Major league players are gathering throughout Florida and Arizona this week, but it's doubtful any are enjoying it more than Twins such as Torii Hunter and Doug Mientkiewicz.
They sat at a table in the Twins' clubhouse Thursday doing what they love to do: talking baseball.
Players, teams, fans, ballparks. It didn't matter.
"I appreciate this team. I do," Hunter said. "When you've gone through what we've gone through, you appreciate everything more."
Close to 20 players took part in a light workout of batting practice and fielding although the team won't have its first official practice until Feb. 18. The early turnout illustrated the team's eagerness to move past the drama of the team's near-elimination and get back to the business of baseball, Hunter said.
"That's too much for one offseason," Hunter said, shaking his head. "We talked a lot this winter and couldn't believe that Bud Selig wanted to contract us after the season we had last year. But you can't let it have an effect on your preparation.
"You want to be in Minnesota with the guys you grew up with and we went through ups and downs. But you're going to play somewhere."
Mientkiewicz, who got up to leave the baseball talk at least four times, only to sit back down each time, was more concise in his description of the winter.
"Complicated," Mientkiewicz said. "We tried not to get too caught up in it. We realized it was out of our control and there's nothing we could do about it."

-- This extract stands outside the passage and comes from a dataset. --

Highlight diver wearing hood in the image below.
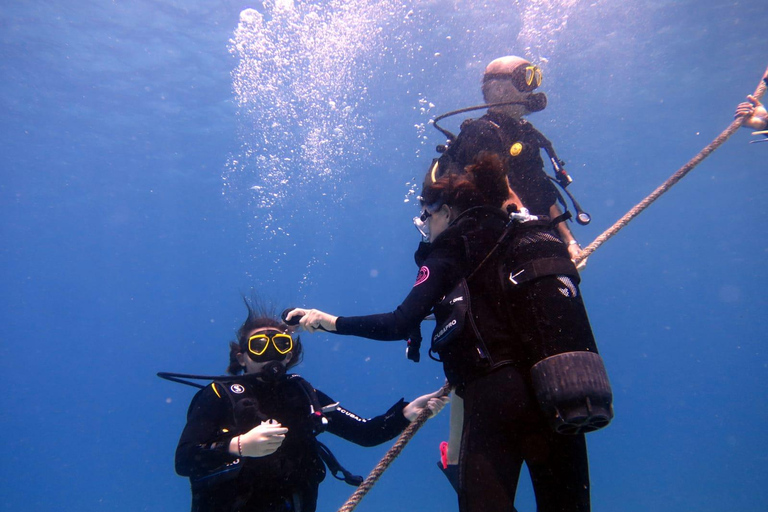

The Twins' frustration was greater because of the breakout season they had in 2001. After years of bad baseball, the Twins led the AL Central for more than half the season and wound up finishing second.
It was that performance, Hunter said, that probably saved the team for at least another year.
"If Selig would have talked contraction in '99 or 2000 or whatever, when we weren't getting anybody in the stands and we weren't performing like we're supposed to, I could kind of see that," Hunter said. "But no, he wants to do it in the year we're growing and maturing, and I hate that that happened."
For some of the Twins' bright young stars, the prospect of contraction was hard to swallow. And they did their best to keep it from affecting their offseason workouts.
"You can't let it affect you," Mientkiewicz said. "As players you have to go about your business. If the Twins aren't here you have to go and make a club somewhere else. We had to take it as, 'We're going to come to spring training, it just depends on where and with who."'
Second-year pitcher Adam Johnson said he was shocked at first, but forced himself to concentrate on what he could control.
"A month into it, I was like, 'OK, I don't see anything in the near future happening so I'll go about my business.' If you get traded, it's like anything -- it's going to happen."
Even though the contraction fight kept the Twins from changing their roster much in the offseason, they enter spring training as serious division contenders.
That's especially satisfying for Hunter and Mientkiewicz, who came up through the team's minor league system.
"We came from the lowest of the low," Hunter said. "For us, the hard work is finally starting to pay off. Now we have a good chance at a division title and that's what we wanted."
They also have something to prove to the rest of the baseball owners, and especially Selig, that they belong in the league, Hunter said.